J’en arrive maintenant à un point qui est, selon moi, le ressort et le secret de la domination, le soutien et le fondement de toute tyrannie. Celui qui penserait que les hallebardes, les gardes et le guet garantissent les tyrans, se tromperait fort. Ils s’en servent, je crois, par forme et pour épouvantail, plus qu’ils ne s’y fient. Ce ne sont pas les armes qui défendent un tyran, mais toujours (on aura peine à le croire d’abord, quoique ce soit l’exacte vérité) quatre ou cinq hommes qui le soutiennent et qui lui soumettent tout le pays. Il en a toujours été ainsi : cinq ou six ont eu l’oreille du tyran et s’en sont approchés d’eux-mêmes, ou bien ils ont été appelés par lui pour être les complices de ses cruautés, les compagnons de ses plaisirs, les maquereaux de ses voluptés et les bénéficiaires de ses rapines. Ces six dressent si bien leur chef qu’il en devient méchant envers la société, non seulement de sa propre méchanceté mais encore des leurs. Ces six en ont sous eux six cents, qu’ils corrompent autant qu’ils ont corrompu le tyran. Ces six cents en tiennent sous leur dépendance six mille, qu’ils élèvent en dignité. Ils leur font donner le gouvernement des provinces ou le maniement des deniers afin de les tenir par leur avidité ou par leur cruauté, afin qu’ils les exercent à point nommé et fassent d’ailleurs tant de mal qu’ils ne puissent se maintenir que sous leur ombre, qu’ils ne puissent s’exempter des lois et des peines que grâce à leur protection. Grande est la série de ceux qui les suivent. Et qui voudra en dévider le fil verra que, non pas six mille, mais cent mille et des millions tiennent au tyran par cette chaîne ininterrompue qui les soude et les attache à lui.

En somme, par les gains et les faveurs qu’on reçoit des tyrans, on en arrive à ce point qu’ils se trouvent presque aussi nombreux, ceux auxquels la tyrannie profite, que ceux auxquels la liberté plairait.

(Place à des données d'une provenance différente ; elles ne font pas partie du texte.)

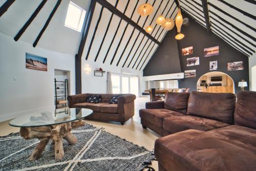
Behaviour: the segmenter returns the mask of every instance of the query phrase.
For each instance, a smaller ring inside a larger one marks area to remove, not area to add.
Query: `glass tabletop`
[[[51,125],[82,119],[93,113],[89,109],[61,109],[37,112],[20,116],[10,121],[16,127],[35,127]]]

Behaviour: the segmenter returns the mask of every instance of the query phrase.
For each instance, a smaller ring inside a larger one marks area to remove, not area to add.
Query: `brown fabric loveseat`
[[[93,103],[86,102],[87,97],[91,95],[100,95],[101,102]],[[113,96],[120,95],[117,104],[110,104]],[[68,100],[70,108],[87,108],[93,111],[93,113],[86,118],[106,121],[120,122],[122,124],[134,115],[134,94],[89,94],[69,96]]]
[[[159,170],[255,170],[256,92],[245,91],[238,94],[233,117],[228,115],[234,110],[230,108],[231,96],[216,94],[224,96],[214,108],[214,101],[198,101],[195,94],[197,93],[192,93],[190,97],[189,97],[188,114],[196,113],[197,117],[218,119],[229,125],[207,132],[201,129],[196,130],[196,127],[157,139],[155,155],[158,160]],[[200,94],[199,96],[202,97]],[[227,108],[229,100],[230,106]],[[200,113],[200,106],[206,104],[207,101],[211,103],[208,108],[203,108],[204,114]],[[196,105],[198,108],[195,108]],[[213,110],[219,113],[213,115]]]

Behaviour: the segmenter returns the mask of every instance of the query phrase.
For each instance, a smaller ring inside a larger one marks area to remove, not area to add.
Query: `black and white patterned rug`
[[[18,133],[1,137],[0,170],[141,170],[154,158],[144,147],[88,124],[72,132],[78,141],[71,145],[63,140],[58,160],[51,143],[40,158],[29,161],[38,140],[24,140]]]

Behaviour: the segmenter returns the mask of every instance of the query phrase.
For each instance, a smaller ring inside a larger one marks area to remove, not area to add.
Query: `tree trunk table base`
[[[55,160],[61,159],[64,156],[62,139],[65,139],[70,144],[75,144],[77,142],[77,139],[71,133],[71,130],[82,126],[85,124],[84,120],[79,119],[57,125],[20,127],[19,134],[25,139],[36,138],[40,140],[29,157],[29,160],[32,161],[38,158],[50,139],[54,145]]]

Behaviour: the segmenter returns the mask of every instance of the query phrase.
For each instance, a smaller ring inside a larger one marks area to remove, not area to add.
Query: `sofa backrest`
[[[231,93],[192,92],[187,114],[233,124],[236,100]]]
[[[243,91],[238,93],[234,123],[256,129],[256,92]]]
[[[124,95],[127,94],[93,94],[93,93],[88,93],[88,95],[101,95],[101,102],[102,103],[109,103],[110,102],[110,99],[113,96],[115,95],[122,96]]]
[[[189,93],[167,93],[164,100],[164,109],[186,114]]]

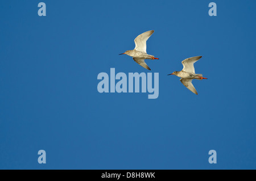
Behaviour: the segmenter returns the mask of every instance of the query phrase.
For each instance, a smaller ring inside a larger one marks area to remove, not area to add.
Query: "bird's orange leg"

S’approcher du tyran, est-ce autre chose que s’éloigner de sa liberté et, pour ainsi dire, embrasser et serrer à deux mains sa servitude ? Qu’ils mettent un moment à part leur ambition, qu’ils se dégagent un peu de leur avidité, et puis qu’ils se regardent ; qu’ils se considèrent eux-mêmes : ils verront clairement que ces villageois, ces paysans qu’ils foulent aux pieds et qu’ils traitent comme des forçats ou des esclaves, ils verront, dis-je, que ceux-là, si malmenés, sont plus heureux qu’eux et en quelque sorte plus libres. Le laboureur et l’artisan, pour asservis qu’ils soient, en sont quittes en obéissant ; mais le tyran voit ceux qui l’entourent coquinant et mendiant sa faveur. Il ne faut pas seulement qu’ils fassent ce qu’il ordonne, mais aussi qu’ils pensent ce qu’il veut et souvent même, pour le satisfaire, qu’ils préviennent ses propres désirs. Ce n’est pas le tout de lui obéir, il faut encore lui complaire ; il faut qu’ils se rompent, se tourmentent, se tuent à traiter ses affaires, et puisqu’ils ne se plaisent qu’à son plaisir, qu’ils sacrifient leur goût au sien, qu’ils forcent leur tempérament et dépouillent leur naturel. Il faut qu’ils soient attentifs à ses paroles, à sa voix, à ses regards, à ses gestes : que leurs yeux, leurs pieds, leurs mains soient continuellement occupés à épier ses volontés et à deviner ses pensées.

Est-ce là vivre heureux ? Est-ce même vivre ? »

Étienne de La Boétie, vers 1546 (Extraits de Discours de la servitude volontaire ou le Contr’un)

Ces phrases furent écrites alors que leur auteur n’avait que 16 ans.
Du coup, il en est un qui prend un sacré coup de vieux malgré ses quarante balais : le « fondé de pouvoir de la finance ».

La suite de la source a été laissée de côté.